A Highly Stable Physically Unclonable Function Using Algorithm-Based Mismatch Hardening Technique in 28-nm CMOS

• Published in: IEEE transactions on circuits and systems. I, Regular papers Vol. 70; no. 1; pp. 280 - 289
• Main Authors: Yang, Shao-Hong, Liu, Tsung-Te
• Format: Journal Article
• Language: English
• Published: New York IEEE 01.01.2023; The Institute of Electrical and Electronics Engineers, Inc. (IEEE)

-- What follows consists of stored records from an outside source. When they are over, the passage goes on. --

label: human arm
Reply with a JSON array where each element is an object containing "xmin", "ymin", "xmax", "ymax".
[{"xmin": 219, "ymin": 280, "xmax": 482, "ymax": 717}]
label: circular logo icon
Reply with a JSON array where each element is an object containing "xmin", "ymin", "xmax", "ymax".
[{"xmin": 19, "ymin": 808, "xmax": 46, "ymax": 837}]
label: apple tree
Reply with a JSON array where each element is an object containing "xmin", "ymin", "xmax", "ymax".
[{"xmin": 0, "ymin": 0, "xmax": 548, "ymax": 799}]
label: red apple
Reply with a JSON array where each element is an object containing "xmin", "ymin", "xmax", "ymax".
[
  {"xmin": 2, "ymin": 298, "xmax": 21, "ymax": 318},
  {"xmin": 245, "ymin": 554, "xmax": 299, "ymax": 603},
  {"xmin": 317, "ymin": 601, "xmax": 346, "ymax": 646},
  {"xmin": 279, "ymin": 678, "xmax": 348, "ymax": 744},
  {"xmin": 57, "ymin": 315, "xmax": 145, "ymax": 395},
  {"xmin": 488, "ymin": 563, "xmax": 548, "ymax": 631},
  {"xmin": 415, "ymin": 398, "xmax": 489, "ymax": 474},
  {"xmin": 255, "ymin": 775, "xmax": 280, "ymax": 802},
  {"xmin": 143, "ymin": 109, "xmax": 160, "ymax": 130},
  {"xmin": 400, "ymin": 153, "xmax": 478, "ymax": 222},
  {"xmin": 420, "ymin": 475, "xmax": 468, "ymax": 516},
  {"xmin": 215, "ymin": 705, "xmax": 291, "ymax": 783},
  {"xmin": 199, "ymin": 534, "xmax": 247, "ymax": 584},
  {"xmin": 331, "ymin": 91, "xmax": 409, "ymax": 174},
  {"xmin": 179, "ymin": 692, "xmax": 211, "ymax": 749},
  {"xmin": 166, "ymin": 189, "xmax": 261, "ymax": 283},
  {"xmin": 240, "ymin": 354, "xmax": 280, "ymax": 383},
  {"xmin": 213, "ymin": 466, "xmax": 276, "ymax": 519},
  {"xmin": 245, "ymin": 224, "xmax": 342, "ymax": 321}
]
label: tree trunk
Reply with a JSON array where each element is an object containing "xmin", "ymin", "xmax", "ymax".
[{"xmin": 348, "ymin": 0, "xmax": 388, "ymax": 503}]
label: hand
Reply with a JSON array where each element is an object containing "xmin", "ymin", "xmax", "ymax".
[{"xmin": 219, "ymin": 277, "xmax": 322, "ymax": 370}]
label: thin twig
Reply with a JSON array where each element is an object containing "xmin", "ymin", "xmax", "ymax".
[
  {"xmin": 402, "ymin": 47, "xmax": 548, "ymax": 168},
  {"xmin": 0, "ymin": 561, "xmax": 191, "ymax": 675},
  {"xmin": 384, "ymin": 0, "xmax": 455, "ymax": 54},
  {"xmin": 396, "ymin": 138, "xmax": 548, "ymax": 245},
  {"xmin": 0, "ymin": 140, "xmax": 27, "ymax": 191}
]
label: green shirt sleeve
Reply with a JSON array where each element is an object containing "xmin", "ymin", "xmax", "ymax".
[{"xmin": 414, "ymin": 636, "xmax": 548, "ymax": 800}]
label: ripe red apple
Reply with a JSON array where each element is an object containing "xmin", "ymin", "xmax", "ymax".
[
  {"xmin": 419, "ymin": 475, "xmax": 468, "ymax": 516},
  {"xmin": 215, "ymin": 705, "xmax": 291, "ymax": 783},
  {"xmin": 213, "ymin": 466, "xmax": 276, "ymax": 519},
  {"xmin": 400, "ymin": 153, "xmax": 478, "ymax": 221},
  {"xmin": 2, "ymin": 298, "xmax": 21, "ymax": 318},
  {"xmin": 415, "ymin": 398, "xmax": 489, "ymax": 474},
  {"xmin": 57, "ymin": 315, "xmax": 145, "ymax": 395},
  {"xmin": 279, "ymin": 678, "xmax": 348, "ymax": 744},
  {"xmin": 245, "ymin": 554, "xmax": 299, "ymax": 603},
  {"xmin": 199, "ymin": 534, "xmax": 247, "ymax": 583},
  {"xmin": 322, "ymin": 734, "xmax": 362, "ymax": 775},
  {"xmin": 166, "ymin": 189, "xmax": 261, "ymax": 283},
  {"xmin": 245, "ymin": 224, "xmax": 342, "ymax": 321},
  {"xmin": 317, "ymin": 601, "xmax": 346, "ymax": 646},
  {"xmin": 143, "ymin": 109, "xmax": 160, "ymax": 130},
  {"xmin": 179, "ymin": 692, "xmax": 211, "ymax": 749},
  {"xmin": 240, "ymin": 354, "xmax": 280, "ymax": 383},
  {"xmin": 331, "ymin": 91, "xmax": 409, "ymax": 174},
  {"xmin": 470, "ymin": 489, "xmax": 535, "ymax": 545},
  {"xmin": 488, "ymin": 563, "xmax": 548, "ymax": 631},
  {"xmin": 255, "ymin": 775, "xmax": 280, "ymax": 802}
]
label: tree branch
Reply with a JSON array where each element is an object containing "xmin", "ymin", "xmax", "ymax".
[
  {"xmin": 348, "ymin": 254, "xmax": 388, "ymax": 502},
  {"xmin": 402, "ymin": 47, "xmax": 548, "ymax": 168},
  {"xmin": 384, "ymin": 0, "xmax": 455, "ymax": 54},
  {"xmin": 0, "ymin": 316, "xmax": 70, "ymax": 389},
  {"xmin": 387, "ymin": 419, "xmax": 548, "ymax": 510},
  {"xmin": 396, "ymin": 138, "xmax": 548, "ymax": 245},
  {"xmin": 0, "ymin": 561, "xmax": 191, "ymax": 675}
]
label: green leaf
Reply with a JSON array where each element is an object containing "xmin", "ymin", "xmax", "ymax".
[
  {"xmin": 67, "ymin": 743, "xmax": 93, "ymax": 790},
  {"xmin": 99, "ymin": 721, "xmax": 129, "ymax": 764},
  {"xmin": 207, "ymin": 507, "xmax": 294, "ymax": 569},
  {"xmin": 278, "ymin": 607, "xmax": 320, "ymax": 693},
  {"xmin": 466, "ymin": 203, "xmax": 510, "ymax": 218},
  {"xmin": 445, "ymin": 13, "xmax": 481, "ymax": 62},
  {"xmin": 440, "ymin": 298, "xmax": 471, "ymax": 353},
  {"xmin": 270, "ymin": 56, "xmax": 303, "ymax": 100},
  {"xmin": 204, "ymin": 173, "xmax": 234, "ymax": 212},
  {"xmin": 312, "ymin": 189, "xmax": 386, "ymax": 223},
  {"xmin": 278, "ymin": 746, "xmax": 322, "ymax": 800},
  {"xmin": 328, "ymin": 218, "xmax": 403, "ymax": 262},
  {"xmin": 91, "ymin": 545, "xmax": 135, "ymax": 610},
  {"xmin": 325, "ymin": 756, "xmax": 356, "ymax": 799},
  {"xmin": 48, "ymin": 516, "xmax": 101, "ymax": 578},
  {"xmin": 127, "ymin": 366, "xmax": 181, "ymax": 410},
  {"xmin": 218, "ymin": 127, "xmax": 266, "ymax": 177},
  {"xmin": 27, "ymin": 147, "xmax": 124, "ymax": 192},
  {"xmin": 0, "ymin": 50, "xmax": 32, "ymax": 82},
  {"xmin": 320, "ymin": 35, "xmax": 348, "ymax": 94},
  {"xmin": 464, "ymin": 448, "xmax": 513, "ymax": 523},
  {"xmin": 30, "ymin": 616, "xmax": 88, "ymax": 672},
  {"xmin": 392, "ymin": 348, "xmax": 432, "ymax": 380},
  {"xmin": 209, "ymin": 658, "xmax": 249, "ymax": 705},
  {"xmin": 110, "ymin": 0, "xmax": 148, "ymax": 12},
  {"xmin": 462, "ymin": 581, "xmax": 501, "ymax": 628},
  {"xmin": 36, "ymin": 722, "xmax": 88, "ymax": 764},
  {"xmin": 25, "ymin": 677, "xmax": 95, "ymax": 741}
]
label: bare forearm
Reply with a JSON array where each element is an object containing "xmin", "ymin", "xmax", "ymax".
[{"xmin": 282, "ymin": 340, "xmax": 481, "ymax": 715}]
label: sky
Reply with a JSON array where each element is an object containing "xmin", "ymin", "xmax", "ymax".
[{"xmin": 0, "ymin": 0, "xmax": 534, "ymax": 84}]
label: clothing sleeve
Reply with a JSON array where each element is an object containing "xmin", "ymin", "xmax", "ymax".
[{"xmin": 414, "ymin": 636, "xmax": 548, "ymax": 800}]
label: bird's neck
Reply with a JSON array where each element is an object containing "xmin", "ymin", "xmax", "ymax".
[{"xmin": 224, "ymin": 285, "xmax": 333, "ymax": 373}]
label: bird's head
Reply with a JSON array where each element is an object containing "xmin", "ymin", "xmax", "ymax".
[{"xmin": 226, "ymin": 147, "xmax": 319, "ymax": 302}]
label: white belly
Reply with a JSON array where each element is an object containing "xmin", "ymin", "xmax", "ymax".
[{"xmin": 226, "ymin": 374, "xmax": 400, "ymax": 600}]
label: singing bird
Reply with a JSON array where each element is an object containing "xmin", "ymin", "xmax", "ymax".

• Subjects: Algorithms; Bit error rate; CMOS; Entropy; Error correction codes; Hardening; hardware security; Internet of Things; Internet of Things (IoT); key storage; Physical unclonable function; Physically unclonable function (PUF); process variation; Reliability; Security; Stability analysis; Stabilization; weak puf
• ISSN: 1549-8328; 1558-0806
• DOI: 10.1109/TCSI.2022.3217992

Physically unclonable function (PUF) is an emerging security solution for Internet of Things (IoT) devices. However, PUF faces a critical design challenge: responses should remain the same regardless of environmental conditions. This article presents an algorithm-based mismatch hardening technique that provides an effective and efficient solution to stabilizing PUF responses, which could be applied to various PUF circuits. The proposed stabilization technique combines multiple mismatches to achieve high reliability with minimum loss of utility. Moreover, the proposed approach requires only the available digitized PUF responses, avoiding any auxiliary measurement circuit to minimize additional implementation and testing overhead. The PUF test chip implemented in 28-nm CMOS technology shows that the proposed stabilization technique achieves a highly stable performance, lowering the nominal bit error rate (BER) to 0.0016%. It also exhibits excellent reliability with a worst-case BER of 0.16% across 0.7 to 1.2 V and −50 to 125°C, proving to be a promising candidate for security primitive for IoT applications.